Finding The Way Back to Calm

by WV Marshall

While the origins of the quote (or curse, depending on your point of view), “May you live in interesting times,” the thought behind it certainly has come through in spades recently.

Tensions and anxiety are spilling over in any number of instances – health, wealth, politics, the planet, ecumenism, religion, violence. “When will it all end?” “Will it end?” “Will things get better?” are all legit questions that have no date solid response. So, how do we cope?

Dr. Broderick Sawyer, a clinical psychologist, in an article published by, offered up four countermeasures he said he found were effective for patients with anxiety. He suggested giving them a try the next time you feel yourself becoming worked up to being anxious over the news or social media feed.

Breath-based emotional regulation and meditation. Breathing-based regulation can be helpful in socio-political “hot” times. Breathing can help you regulate your natural anxiety – even anger – because deep breathing can help encourage a feeling of safety.

The key is to practice, practice, practice. Sawyer recommends practicing regulated, deep breathing for between five and 10 minutes a day, in addition to when you feel your anxiety begin to build. Meditation techniques – inhale deeply through the nose, exhale forcefully through the mouth, for example – also can help you learn to breathe deeply.

Learn to take charge of your own self-worth. If you’re a member of a marginalized or demonized community, you know how easy it is to be swallowed up by the bigoted stupidity posted on social media and how allowing these messages to get to you can lead to anxiety.

While the messaging won’t stop, “you can take charge of your self-worth by learning to speak to yourself with kindness and dignity,” Sawyer said. Value opinions of the people you value. Speak kindly to yourself when you’re feeling down. Choose a quote from someone you admire and repeat it so much that it becomes your standard for how you navigate the world. “Remember, negative talk from others doesn’t define you,” he said. “You define your self-worth.”

Listen in a nonreactive manner. This likely requires modification in everyday listening since we tend to be reactive listeners; that is, we listen first to respond and then second to understand. However, anxiety can increase when we’re with folks who have different views from our own.

Nonreactive listening can be applied to any situation, including when interacting with folks who have different political or social beliefs than ours.

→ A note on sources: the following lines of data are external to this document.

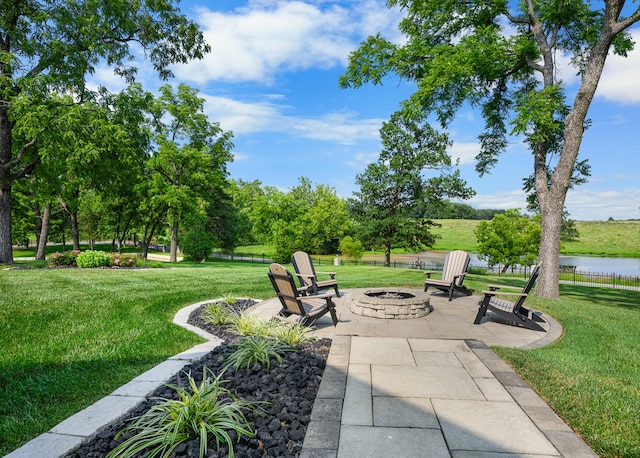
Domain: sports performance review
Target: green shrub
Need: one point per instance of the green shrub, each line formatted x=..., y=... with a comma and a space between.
x=93, y=258
x=290, y=333
x=197, y=244
x=209, y=409
x=124, y=260
x=249, y=324
x=218, y=314
x=64, y=258
x=257, y=350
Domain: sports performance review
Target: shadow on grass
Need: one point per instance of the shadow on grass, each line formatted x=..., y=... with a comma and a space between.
x=609, y=297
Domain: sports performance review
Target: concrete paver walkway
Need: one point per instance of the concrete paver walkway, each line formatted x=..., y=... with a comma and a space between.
x=430, y=387
x=426, y=387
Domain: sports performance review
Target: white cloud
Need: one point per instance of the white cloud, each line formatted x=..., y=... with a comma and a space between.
x=503, y=200
x=466, y=152
x=267, y=38
x=244, y=117
x=583, y=205
x=360, y=161
x=619, y=81
x=586, y=205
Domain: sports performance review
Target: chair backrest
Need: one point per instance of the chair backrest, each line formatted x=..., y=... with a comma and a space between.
x=285, y=288
x=455, y=263
x=528, y=287
x=304, y=266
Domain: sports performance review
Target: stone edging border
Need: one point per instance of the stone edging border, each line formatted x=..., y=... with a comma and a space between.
x=70, y=433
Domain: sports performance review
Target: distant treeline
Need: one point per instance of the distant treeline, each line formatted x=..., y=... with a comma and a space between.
x=454, y=210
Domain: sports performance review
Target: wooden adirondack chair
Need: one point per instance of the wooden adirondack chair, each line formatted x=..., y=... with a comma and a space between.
x=453, y=272
x=308, y=308
x=512, y=312
x=309, y=283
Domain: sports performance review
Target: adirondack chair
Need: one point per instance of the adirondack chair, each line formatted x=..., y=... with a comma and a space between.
x=511, y=312
x=309, y=283
x=308, y=308
x=453, y=272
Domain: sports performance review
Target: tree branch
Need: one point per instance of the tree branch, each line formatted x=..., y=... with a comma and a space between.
x=20, y=155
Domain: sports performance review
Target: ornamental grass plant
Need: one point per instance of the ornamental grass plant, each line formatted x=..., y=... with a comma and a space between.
x=205, y=409
x=250, y=350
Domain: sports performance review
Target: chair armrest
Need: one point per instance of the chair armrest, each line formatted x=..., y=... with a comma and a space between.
x=495, y=287
x=305, y=275
x=500, y=293
x=331, y=274
x=323, y=296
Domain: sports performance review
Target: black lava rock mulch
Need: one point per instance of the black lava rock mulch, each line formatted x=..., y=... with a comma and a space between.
x=288, y=390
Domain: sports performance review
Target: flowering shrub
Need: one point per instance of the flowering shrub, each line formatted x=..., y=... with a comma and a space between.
x=124, y=260
x=93, y=259
x=65, y=258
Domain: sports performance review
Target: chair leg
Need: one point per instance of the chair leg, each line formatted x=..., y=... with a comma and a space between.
x=334, y=316
x=484, y=304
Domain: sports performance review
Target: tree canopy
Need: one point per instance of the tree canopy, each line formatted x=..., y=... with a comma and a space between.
x=508, y=239
x=501, y=58
x=393, y=187
x=49, y=48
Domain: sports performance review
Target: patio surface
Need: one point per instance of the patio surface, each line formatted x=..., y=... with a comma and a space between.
x=424, y=387
x=430, y=387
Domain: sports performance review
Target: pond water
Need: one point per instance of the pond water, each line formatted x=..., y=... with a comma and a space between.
x=595, y=264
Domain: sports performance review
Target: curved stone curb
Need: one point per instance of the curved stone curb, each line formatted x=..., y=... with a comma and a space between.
x=70, y=433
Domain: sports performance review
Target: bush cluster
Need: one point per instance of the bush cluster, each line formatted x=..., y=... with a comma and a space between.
x=92, y=258
x=64, y=259
x=124, y=260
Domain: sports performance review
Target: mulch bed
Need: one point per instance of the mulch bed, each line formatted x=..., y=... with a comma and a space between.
x=289, y=389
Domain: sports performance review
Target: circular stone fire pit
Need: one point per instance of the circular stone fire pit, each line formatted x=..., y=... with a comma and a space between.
x=391, y=303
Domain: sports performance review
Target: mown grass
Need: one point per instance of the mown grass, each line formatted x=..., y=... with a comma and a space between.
x=71, y=336
x=604, y=238
x=590, y=377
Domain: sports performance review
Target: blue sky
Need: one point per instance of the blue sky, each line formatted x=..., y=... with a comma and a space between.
x=272, y=79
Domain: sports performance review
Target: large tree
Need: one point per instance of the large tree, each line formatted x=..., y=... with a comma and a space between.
x=501, y=57
x=191, y=157
x=395, y=186
x=53, y=46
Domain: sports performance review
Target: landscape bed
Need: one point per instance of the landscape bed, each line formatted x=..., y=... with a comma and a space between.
x=286, y=391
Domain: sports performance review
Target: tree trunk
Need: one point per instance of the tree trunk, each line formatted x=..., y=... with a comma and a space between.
x=551, y=197
x=75, y=233
x=173, y=256
x=38, y=213
x=6, y=180
x=6, y=251
x=41, y=253
x=549, y=256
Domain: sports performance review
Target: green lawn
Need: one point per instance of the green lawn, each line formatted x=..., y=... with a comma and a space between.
x=71, y=336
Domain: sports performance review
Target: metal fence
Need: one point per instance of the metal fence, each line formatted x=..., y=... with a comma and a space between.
x=567, y=275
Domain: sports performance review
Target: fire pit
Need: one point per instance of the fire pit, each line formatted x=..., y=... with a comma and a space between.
x=391, y=303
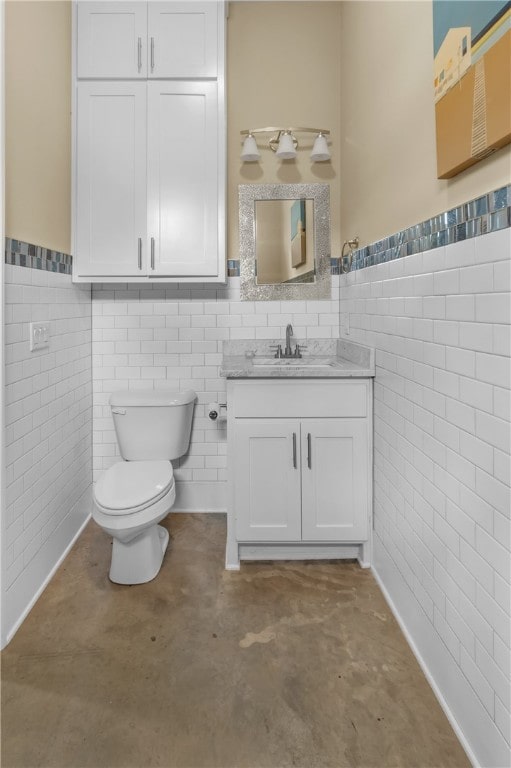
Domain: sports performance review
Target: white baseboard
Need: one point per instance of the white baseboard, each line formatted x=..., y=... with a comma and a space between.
x=200, y=497
x=479, y=736
x=19, y=599
x=297, y=552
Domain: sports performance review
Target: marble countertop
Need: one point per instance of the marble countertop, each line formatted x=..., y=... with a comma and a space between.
x=323, y=358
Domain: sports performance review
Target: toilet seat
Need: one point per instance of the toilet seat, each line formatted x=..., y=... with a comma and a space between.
x=128, y=487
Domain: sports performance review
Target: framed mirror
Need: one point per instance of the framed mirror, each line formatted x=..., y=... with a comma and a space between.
x=284, y=241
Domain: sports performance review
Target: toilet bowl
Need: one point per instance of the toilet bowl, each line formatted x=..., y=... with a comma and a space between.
x=132, y=496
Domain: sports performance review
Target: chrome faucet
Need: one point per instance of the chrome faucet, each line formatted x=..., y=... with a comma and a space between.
x=289, y=332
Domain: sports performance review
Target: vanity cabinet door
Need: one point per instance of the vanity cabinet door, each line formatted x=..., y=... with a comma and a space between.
x=267, y=480
x=183, y=39
x=335, y=468
x=112, y=39
x=182, y=179
x=111, y=213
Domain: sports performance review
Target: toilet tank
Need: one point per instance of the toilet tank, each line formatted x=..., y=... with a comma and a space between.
x=152, y=424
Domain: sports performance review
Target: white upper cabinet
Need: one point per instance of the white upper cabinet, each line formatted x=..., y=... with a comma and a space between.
x=112, y=40
x=110, y=179
x=140, y=40
x=182, y=178
x=149, y=142
x=183, y=39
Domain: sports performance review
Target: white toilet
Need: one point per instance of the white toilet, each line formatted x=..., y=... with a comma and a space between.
x=132, y=496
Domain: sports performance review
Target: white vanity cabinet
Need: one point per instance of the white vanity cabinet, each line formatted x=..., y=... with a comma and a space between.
x=300, y=483
x=139, y=40
x=149, y=149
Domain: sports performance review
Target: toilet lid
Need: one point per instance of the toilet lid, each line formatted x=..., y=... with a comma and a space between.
x=132, y=484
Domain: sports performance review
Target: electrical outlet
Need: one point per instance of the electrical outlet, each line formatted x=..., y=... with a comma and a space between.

The tricks are to listen to the person’s comments fully and without judgment, see if the person’s logic makes sense, ask follow-up questions if you think there are holes or gaps in the logic, and finally, flip the script so you’re listening first to understand and second to respond.

Live according to your values. Being true to your values is important, especially during times of great stress. It’s easy to live according to the values of others, but that means you lose sight of what matters to you and what makes you, well, you. It’s about doing things that make you feel good, figuring out what you care about and acting in accordance with that.

“When you keep track of, and live by, your values, you may realize you’ll feel much more at peace,” Sawyer said.

While we may be living in challenging times, we still can make changes in our lives to help us feel more comfortable with ourselves and our concerns about the future.

As John Lennon said, “Nobody told me there’d be days like these/Strange days indeed.”